Escribir es una forma de habitar la distancia con nuestros sueños. Ansioso redactor, Edgar Copenhague repasa palabras sobre la hoja. Escribe, borra y vuelve a escribir, repitiendo el milenario rito de delinear líneas y garabatos sobre una superficie. Las ideas se le aparecen en toneladas, apilándose unas sobre otras, caóticamente dispersas, necesitadas por plasmarse en algún soporte, de encontrar alguna cuota de materialidad; deseosas de aferrarse, aunque sea un fragmento ínfimo de tiempo, a algo más que el torrente desordenado que las traslada.
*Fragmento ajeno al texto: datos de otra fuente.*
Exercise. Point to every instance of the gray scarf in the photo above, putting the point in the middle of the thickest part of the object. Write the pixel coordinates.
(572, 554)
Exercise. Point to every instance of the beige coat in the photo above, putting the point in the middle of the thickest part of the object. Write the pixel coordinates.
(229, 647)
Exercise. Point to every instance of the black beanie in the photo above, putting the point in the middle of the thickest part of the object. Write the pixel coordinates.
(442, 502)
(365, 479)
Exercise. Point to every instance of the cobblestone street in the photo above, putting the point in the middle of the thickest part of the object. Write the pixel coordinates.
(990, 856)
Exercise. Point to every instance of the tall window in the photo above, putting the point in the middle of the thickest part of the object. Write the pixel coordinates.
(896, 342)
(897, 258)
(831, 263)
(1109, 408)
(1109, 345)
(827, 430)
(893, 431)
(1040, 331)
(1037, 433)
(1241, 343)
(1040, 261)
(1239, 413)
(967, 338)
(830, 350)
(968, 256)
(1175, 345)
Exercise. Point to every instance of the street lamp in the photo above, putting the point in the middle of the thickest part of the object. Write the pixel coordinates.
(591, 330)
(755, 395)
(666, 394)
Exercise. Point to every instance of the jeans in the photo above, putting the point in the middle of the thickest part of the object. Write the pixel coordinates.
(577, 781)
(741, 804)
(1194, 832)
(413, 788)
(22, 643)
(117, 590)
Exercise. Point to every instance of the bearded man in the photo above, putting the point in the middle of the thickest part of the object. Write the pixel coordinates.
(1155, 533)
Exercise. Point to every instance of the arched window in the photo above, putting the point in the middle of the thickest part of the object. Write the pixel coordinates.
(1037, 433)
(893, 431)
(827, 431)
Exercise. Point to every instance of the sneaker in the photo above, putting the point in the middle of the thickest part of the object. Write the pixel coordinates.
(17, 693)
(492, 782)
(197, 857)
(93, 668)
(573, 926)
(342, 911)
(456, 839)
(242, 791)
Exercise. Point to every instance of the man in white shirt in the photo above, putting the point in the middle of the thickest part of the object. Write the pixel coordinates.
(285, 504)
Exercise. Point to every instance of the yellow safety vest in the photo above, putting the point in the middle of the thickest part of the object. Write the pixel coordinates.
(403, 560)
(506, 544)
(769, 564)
El tiempo se deshace entre sus dedos. Es un hilo que se angosta progresivamente, camino a la desaparición. Es un espectro fantasmal que intenta enlazar el pasado y el presente, sin pensar siquiera en el futuro. Un movimiento vertiginoso entre la nada y el todo, donde el todo es, al mismo tiempo, una parte infinita de la nada. ¿Cómo no encontrar el todo en la nada, si esa nada es la más absoluta de las totalidades? ¿Qué es el mundo si no es nada en movimiento, que representa sino efímeras cuotas de algo: de verdad, de familia, de cielo, de sinusitis, de silencios. Partículas de algo que está más allá y no se ve. De algo que podría ser Dios si Dios existiera. Pero Dios solo puede ser su propia negación.
Digo que el tiempo se escurre entre los dedos, que abandona esta habitación, en intensa e infinita fuga, con destino incierto, en búsqueda de mares helados y salares eternos. Tiempo vagabundo, tiempo en movimiento, tiempo y espacio imbricados. Tiempo de infinita espacialidad.